Erholung an den Rohölbörsen

Nach schwachem Start ins Neue Jahr wachen die Bullen auf und treiben die Ölpreise in die Höhe. Ist das der Anfang eines nachhaltigen Anstiegs der Ölpreise?

07.01.2019 | Robby Erkmann

Die Sorten WTI und Brent stiegen am Freitag um knapp über 3 Prozent. Auf Wochensicht machten Die Rohölpreise 5,6 und 6,1 Prozent an Boden gut. Verbraucher sollten jedoch berücksichtigen, dass die Rohölpreise auf einem unglaublich niedrigen Niveau sind und vor dem Preissprung noch deutlich tiefer lagen. So hätte die Sorte WTI fast die 40 US-Dollar Marke nach unten durchbrochen. Gleiches gilt für Brent auf die 50 US-Dollar Marke bezogen. Nun bleiben die bestehenden Unsicherheiten am Markt unverändert und unverändert ist auch die weiterhin gute Versorgungssituation.

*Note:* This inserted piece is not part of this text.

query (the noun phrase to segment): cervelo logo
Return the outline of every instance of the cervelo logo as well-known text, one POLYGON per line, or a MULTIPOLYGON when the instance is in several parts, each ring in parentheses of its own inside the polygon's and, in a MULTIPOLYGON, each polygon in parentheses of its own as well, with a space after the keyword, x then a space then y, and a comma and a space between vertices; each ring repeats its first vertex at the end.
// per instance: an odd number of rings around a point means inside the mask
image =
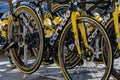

Mittelfristig stehen die Chancen Anfang April gut, dass US-Präsident Trump, als Verfechter niedriger Ölpreise, weitere Ausnahmegenehmigungen erteilen wird, für Importeure des iranischen Rohöls. Trotz bestehender Wirtschaftssanktionen liegt das Exportvolumen noch über einer Millionen Barrel pro Monat. Die Tatsache entlastet den Ölpreis merklich. Eine härtere Gangart bei der Umsetzung der Sanktionen ist nur wahrscheinlich, wenn die Rohölpreise zu niedrigen liegen sollte. Denn auch die US-Schieferölindustrie hat einen Break-Even-Point, bei dem nicht mehr rentabel gearbeitet werden kann. Der aktuelle Anstieg ist daher nicht so überraschend, denn die Konsolidierung findet auf niedrigem Niveau statt und wird aktuell durch Ausfälle in Kanada und Libyen gestützt.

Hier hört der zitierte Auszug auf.